The report content is generally quite well done. There is good effort put in to construct dataset for their problem needs by combining various sources of data using various tools, which includes data gathering, cleaning, and transformation. This is in contrast to groups that just obtain data from a data source and sometimes just using it without analysis. There is also good work done in experimenting with various models with fine-tuning details clearly stated. Even constant/ adaptive learning rates, different activation functions, and weights for L2 regularisation were experimented for their neural network models. However, the report needs to be penalised due to the group leaving all important figures and results in the Appendix, which should have been regarded as optional materials. There is also a weird section where movie similarity is said to be useful to predict revenue, yet the group uses it just to identify similar movies instead of using this as a feature to predict movie revenue.

Group 4

The report is well done in general. Good work done in performing data analysis to discover over-presentation for one of the classification classes, looking at average length, syllabus, etc for the input text questions, analysing readability of questions. Also discussed why they used F1 instead of accuracy, good explanation of the strength of word embeddings over tf-idf features. Good work done in experimenting with traditional ML techniques, stacking, and a neural network. Also good work in using word clouds to see which unigrams and bigrams occur most frequently in sincere and insincere questions. There seems to be some confusion by claiming that word embeddings is a model when it is only initialising some weights of a neural network model. There must also be some mistakes made when running some of the models which displayed significant drop (up to half) in F1 when they introduced 6 additional features on top of their tf-idf 60000 features.

Group 12

Excellent work.

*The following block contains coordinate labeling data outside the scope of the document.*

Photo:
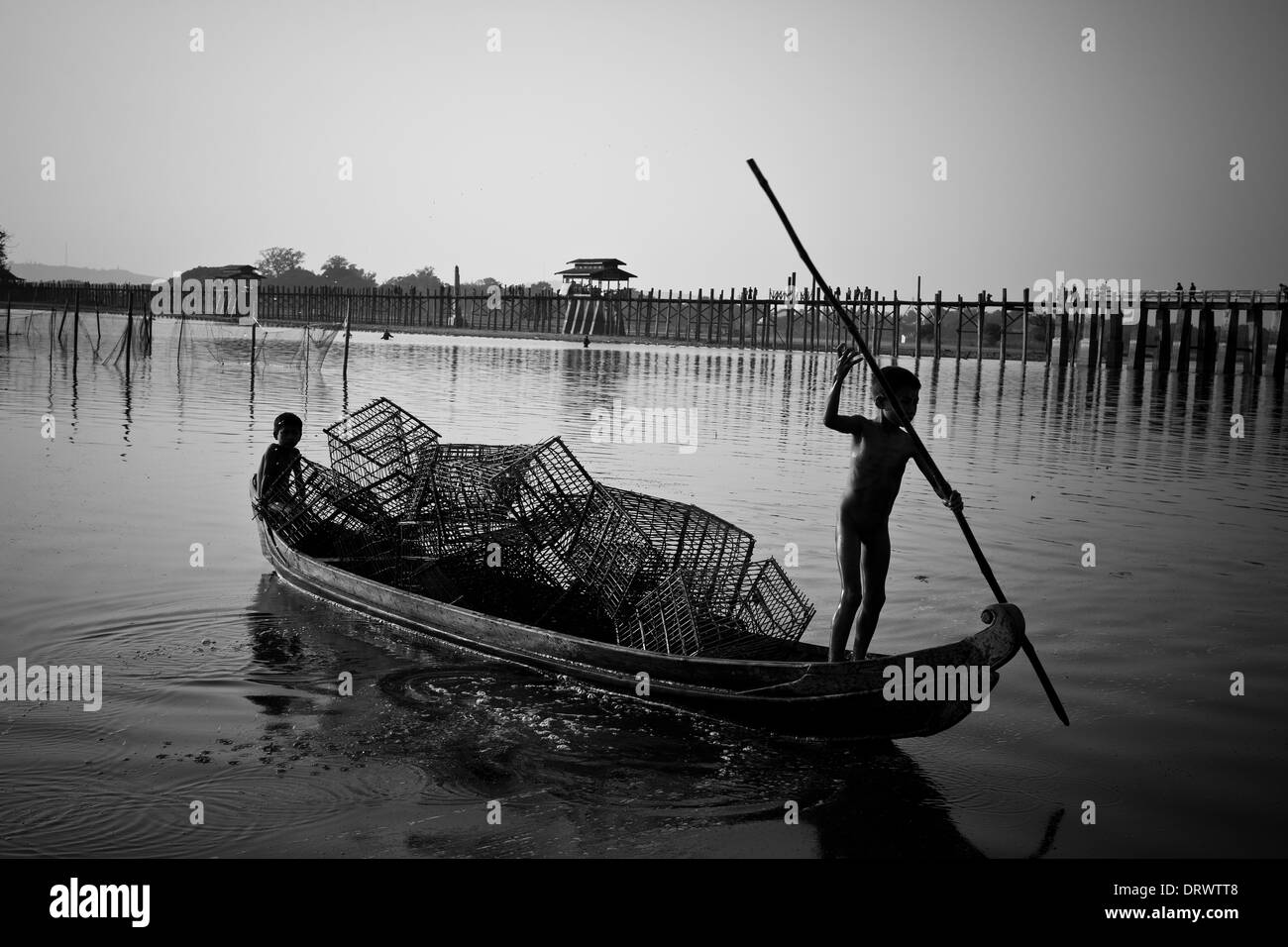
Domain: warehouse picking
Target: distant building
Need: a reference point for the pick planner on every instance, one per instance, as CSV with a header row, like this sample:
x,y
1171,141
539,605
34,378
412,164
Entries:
x,y
595,287
227,290
595,273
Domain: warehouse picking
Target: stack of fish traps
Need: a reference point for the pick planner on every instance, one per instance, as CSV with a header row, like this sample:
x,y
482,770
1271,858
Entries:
x,y
524,532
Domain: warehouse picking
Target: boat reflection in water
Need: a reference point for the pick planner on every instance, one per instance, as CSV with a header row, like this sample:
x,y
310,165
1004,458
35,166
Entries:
x,y
433,735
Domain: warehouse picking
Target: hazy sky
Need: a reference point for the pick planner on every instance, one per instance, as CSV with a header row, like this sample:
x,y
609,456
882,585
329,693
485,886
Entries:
x,y
1107,163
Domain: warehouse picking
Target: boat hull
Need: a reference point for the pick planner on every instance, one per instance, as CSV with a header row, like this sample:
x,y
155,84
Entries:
x,y
800,698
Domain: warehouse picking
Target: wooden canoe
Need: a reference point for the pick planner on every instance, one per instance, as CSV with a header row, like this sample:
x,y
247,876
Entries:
x,y
802,697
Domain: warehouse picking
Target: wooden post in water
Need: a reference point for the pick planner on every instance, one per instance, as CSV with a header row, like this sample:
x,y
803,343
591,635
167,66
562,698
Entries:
x,y
1141,335
1280,339
939,322
1163,356
1001,355
1094,337
129,338
1116,335
1024,328
1064,330
1207,337
918,318
1257,343
348,312
1232,337
1183,361
897,339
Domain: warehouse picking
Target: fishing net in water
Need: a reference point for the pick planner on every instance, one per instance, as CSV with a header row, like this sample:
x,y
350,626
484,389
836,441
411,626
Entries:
x,y
524,532
103,337
227,342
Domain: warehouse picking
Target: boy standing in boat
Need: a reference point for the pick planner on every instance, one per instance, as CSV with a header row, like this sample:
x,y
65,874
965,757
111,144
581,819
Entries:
x,y
282,455
879,455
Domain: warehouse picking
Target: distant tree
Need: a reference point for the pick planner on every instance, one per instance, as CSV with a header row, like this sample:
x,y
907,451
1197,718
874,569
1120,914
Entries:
x,y
296,277
424,279
339,272
278,260
4,258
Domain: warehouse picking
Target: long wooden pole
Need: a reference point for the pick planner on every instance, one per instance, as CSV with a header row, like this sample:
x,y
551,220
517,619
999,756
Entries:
x,y
932,472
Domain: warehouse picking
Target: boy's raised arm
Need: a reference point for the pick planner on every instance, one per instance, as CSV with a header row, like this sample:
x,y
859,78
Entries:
x,y
848,424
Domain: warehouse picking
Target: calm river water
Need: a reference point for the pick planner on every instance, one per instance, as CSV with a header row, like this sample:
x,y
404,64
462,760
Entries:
x,y
220,682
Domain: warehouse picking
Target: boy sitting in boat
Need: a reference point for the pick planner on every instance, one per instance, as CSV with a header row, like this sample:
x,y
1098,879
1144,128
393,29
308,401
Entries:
x,y
281,457
879,455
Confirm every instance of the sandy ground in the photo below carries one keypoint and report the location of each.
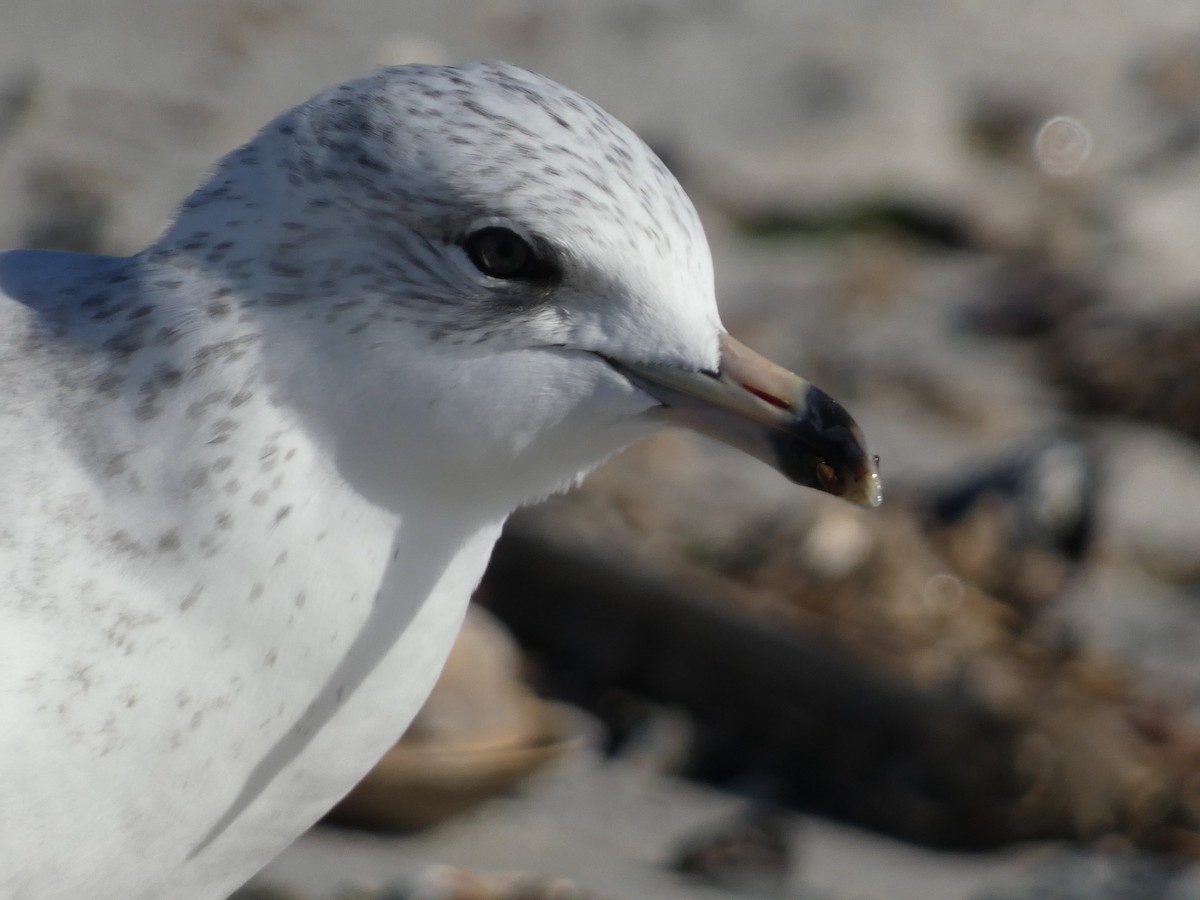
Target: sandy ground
(111, 111)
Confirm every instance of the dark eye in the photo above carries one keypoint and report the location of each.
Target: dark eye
(501, 253)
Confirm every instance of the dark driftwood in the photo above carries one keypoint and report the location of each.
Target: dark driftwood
(803, 721)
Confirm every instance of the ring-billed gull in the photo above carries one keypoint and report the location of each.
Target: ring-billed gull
(252, 473)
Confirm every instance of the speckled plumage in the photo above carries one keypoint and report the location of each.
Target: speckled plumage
(251, 474)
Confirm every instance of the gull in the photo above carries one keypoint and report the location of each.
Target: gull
(252, 474)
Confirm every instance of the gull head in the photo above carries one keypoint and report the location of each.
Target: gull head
(478, 281)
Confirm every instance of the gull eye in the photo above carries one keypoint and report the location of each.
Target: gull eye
(502, 253)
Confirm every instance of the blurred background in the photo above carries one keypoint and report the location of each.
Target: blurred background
(976, 225)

The group demonstrated clearly how can various techniques work together to solve a business problem. The amount of effort and thought for this project is commendable. This is quite different from others approach in only building 1 model. They did an end-to-end data science project, starting with data scraping, then understanding the possible types of reviews, then labeling the reviews using sentiment analysis-topic models as a starting point, then curating list of replies, and lastly using machine learning algorithm to generate a reply to a review. The part on replies generation is interesting as it showcases how a problem can be solved with models of different complexities.

However, a better evaluation metric for the multi-class classification problem (section5.2) should be used instead of accuracy. While section 5.3 is a good attempt, its description and analysis are kind of abrupt, and can be improved upon.

Group 14

Excellent work. The report is coherent and clear. The ideas are well thought out, and the results from the model are actionable (recommending wine + giving a summary of description of the recommended wine). Even though the models selected are not as technical as the other groups, this project is a good showcase of how to bring value to business problems using analytics, even without state-of-the-art models. The thought process of using lessons learnt from previous step (i.e exploratory data analysis) in the next step (feature engineering) is very nicely illustrated. Just one point to note, the features engineering portion is a little fluffy and can be improved upon.